Speaker
Description
Precision electron identification is a critical challenge in electro/photo-production and deep-inelastic scattering experiments with large hadronic backgrounds. The GlueX-III experiment, planned to run at Jefferson Lab for 2027-2028, will significantly enhance the laboratory’s capability to explore charmonium production near threshold and related aspects of Quantum Chromodynamics in the non-perturbative regime. This talk will present the physics motivation for GlueX-III’s charmonium program, with emphasis on J/ψ photoproduction near threshold, its sensitivity to gluonic structure of nucleons, and the critical role of efficient electron-hadron separation for rejecting hadronic backgrounds and isolating rare dielectron final states. A central upgrade for GlueX-III, approved by the Jefferson Lab Program Advisory Committee in 2025, is a large-scale triple-GEM Transition Radiation Detector (TRD) optimized for electron identification and pion suppression in the hadron-rich environment of fixed-target photoproduction. We will describe the design, construction, and in-beam performance of a 720x528 mm2 triple-GEM-TRD prototype tested in the existing GlueX-II experimental acceptance during the 2025 run, including detector stability, timing performance, and transition radiation cluster identification. The detector’s integration with the GlueX tracking system is anticipated to improve the overall momentum resolution of the experiment. Its projected impact on signal purity and systematic uncertainties of the cross-section measurement will also be discussed. Simulation studies on detector performance related to electron/pion separation will be presented. Reconstruction of dielectron final states using data collected with the detector during the GlueX-II run will also be demonstrated.
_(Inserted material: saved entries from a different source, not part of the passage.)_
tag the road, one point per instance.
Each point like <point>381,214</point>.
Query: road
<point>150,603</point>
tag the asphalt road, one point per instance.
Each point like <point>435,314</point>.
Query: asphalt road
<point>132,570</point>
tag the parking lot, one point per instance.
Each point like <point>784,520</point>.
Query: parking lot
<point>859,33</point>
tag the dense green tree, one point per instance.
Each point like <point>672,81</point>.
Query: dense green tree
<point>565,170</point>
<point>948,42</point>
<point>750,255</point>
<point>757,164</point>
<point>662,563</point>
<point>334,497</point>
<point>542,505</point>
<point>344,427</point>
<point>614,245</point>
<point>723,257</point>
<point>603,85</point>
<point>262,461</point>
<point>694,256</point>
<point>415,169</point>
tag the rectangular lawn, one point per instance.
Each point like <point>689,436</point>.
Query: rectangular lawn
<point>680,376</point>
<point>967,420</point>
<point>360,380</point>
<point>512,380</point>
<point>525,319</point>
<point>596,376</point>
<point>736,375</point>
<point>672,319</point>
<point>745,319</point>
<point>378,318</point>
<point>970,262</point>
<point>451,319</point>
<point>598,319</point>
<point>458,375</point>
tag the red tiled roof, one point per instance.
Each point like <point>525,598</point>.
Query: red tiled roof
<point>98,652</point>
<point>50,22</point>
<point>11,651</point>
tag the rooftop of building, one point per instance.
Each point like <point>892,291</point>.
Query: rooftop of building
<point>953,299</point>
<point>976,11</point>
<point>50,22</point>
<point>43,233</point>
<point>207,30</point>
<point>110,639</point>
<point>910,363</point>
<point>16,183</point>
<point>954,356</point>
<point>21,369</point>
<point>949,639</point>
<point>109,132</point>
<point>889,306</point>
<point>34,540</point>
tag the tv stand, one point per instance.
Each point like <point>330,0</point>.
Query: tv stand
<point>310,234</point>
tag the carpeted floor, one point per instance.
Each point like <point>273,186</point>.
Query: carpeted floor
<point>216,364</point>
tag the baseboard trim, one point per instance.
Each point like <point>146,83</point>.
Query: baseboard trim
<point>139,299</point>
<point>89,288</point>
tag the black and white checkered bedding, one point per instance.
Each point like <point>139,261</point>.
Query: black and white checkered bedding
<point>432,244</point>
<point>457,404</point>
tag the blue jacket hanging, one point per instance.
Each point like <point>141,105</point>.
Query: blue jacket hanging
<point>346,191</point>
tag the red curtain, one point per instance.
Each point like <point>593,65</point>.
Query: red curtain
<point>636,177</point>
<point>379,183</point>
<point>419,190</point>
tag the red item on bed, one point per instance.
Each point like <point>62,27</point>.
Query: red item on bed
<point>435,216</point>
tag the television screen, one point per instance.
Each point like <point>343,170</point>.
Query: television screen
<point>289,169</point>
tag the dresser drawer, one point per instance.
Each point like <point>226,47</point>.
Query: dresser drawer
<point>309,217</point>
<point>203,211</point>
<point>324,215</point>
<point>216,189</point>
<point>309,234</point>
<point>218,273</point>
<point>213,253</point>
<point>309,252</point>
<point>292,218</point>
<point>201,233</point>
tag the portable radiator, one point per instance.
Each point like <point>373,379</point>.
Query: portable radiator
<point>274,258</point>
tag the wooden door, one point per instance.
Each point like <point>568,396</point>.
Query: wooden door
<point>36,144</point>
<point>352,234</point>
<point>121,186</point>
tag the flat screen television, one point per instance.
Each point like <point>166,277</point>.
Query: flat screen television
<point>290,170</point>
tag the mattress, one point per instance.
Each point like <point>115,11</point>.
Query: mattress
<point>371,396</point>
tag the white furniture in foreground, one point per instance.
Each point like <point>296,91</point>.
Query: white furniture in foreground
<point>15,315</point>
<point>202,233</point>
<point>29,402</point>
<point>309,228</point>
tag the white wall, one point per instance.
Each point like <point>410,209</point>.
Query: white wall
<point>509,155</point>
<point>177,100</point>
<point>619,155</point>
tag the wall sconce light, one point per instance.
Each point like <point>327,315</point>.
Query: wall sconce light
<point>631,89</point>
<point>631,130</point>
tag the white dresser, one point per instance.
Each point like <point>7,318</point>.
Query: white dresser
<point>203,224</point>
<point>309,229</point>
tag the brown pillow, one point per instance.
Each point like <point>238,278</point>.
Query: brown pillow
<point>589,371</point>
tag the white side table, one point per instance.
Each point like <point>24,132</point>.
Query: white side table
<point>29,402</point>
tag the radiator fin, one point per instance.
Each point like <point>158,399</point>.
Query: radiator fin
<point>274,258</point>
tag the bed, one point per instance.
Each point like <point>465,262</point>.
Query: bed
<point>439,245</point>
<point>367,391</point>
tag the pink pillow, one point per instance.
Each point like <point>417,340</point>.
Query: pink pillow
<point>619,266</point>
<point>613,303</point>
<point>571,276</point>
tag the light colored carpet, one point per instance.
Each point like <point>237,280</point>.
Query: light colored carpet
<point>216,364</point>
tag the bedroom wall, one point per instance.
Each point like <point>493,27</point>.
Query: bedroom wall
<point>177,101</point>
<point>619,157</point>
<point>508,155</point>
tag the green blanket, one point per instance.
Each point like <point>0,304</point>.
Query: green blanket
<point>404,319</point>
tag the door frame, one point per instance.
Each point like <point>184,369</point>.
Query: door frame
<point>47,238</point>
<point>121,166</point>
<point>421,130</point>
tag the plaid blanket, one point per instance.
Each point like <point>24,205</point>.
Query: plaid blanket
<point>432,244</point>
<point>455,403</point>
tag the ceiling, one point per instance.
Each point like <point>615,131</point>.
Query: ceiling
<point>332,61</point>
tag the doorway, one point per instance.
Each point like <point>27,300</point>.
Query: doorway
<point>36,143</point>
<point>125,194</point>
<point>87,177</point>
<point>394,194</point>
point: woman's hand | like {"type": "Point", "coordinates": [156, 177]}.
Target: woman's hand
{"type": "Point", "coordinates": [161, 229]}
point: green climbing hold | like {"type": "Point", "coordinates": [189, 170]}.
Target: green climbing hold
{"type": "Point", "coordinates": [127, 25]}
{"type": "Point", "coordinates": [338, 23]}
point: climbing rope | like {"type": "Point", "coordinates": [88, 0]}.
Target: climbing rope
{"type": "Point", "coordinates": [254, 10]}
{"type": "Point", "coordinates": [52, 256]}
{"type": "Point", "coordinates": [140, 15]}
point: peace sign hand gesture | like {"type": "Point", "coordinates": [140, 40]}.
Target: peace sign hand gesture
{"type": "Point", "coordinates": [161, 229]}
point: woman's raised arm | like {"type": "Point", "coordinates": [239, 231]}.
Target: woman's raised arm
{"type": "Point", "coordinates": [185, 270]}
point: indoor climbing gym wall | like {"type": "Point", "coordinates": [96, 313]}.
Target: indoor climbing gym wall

This talk will outline how the development and use of a modern TRD technology in a high-background environment at Jefferson Lab stands to directly inform detector design choices as a future upgrade path for the Electron-Ion Collider (EIC). There, precise electron identification amidst vast hadronic backgrounds and high rates will be essential for a broad expanse of physics measurements. The detector simulations can also be readily applied to the Electron-Ion Collider environment, to better demonstrate the advantages of a GEM-based TRD for the planned EIC physics program.